In our previous blog, we demystified what artificial intelligence (AI) can and cannot do for your business — and what you should expect and prepare when developing an AI project. Here, we go a step further and explore conversational AI — more specifically, chatbots. They seem to be a must-have for businesses these days. In fact, a recent Gartner survey reported that chief information officers (CIOs) cited chatbots as the primary AI-based application used in their organizations, noting their capabilities to automate and streamline internal workflows.
But do you really need one?
Whether you’re a startup founder or an enterprise executive, you may feel entangled by the AI hype on one hand, and the anxiety that your chatbot will drive your customers (or employees) away. Here we demystify some of the myths, answer frequently (un)asked questions, and what you — as a decision maker — should take into consideration before developing an AI chatbot.
Do all chatbots use AI?
Not all chatbots use AI. Chatbots can be rule- or script-based (i.e., follow a decision tree), generate texts and dialogue patterns, a little of both, or powered by AI. You can create chatbots without using AI if you’re building a chatbot that’s only designed to provide a predefined set of information.
Rule- or task-based chatbots focus on accomplishing specific goals. These generate automated and seemingly conversational responses. Interactions with these chatbots are structured and specific — i.e., interactive FAQs. They can handle common queries and simple transactions that don’t require a lot of variables. They may or may not use natural language processing (NLP), though some chatbots use NLP to simulate conversations.
At the core of AI chatbots is NLP. This technology plays a vital role in matching user inputs to the correct “intent” in order to deliver an appropriate output. The NLP engine interprets what your users say and converts them into inputs that the system can then process. NLP is not exclusively tied to chatbots — it is tightly coupled with AI projects that involve speech/voice, text, and character recognition.

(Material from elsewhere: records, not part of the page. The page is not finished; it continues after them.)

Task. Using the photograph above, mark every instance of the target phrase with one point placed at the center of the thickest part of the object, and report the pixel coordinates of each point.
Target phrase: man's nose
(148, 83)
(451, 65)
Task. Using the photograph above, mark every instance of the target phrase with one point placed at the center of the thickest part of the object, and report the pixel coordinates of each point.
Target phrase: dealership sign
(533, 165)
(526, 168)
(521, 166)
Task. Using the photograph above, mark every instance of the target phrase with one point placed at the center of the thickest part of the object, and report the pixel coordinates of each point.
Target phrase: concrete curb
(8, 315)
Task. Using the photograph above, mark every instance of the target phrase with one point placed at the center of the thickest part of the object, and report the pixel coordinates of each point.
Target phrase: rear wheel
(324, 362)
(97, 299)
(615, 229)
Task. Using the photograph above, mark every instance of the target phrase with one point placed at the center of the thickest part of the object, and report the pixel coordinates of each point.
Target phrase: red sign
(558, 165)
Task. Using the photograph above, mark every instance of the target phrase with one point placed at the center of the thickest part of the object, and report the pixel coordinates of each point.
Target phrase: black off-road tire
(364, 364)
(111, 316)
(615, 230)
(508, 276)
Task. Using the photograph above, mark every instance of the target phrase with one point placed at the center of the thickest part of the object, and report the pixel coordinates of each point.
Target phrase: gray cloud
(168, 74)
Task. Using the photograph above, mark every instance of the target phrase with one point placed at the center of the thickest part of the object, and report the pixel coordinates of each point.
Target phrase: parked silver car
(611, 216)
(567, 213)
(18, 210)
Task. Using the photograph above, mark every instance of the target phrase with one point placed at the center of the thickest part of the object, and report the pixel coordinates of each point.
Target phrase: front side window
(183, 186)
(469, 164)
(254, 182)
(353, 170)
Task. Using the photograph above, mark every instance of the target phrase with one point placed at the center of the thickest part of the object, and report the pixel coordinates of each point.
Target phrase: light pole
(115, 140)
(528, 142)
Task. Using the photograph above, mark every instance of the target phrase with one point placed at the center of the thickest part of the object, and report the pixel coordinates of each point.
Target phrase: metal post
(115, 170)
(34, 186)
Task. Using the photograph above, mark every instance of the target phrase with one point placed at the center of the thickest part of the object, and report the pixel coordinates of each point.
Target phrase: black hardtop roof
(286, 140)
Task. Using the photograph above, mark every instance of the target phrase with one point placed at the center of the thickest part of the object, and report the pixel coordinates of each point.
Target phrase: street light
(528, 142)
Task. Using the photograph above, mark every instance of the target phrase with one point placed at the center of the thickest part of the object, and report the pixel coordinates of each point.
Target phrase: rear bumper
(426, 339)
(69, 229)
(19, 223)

Data-driven and conversational chatbots — which many call virtual or digital assistants — are more interactive and personalized than task- or rule-based chatbots. These chatbots are more contextually aware and use natural language processing (NLP), natural-language understanding (NLU), and machine learning to improve.
AI chatbots apply predictive intelligence and analytics to be able to personalize their interactions with a human end user based on their profile or past behaviors. They learn the users’ preferences over time, enabling them to provide recommendations and even anticipate their needs. Siri and Alexa are customer-facing examples of these chatbots. They can be standalone apps, but in many cases, these AI-powered chatbots can connect various single- or rule-based chatbots under one banner and pull information from each of them. They can then combine this disparate information to accomplish a task.
For the purposes of this FAQ, we’ll stick to AI-powered chatbots.
Does my business really need an AI chatbot? What are the benefits?
It depends on your use case. AI chatbots can sift through massive amounts of data to analyze sentiments and identify complaints and reviews across different touchpoints. It can learn and adapt to user preferences, allowing you to deliver personalized content.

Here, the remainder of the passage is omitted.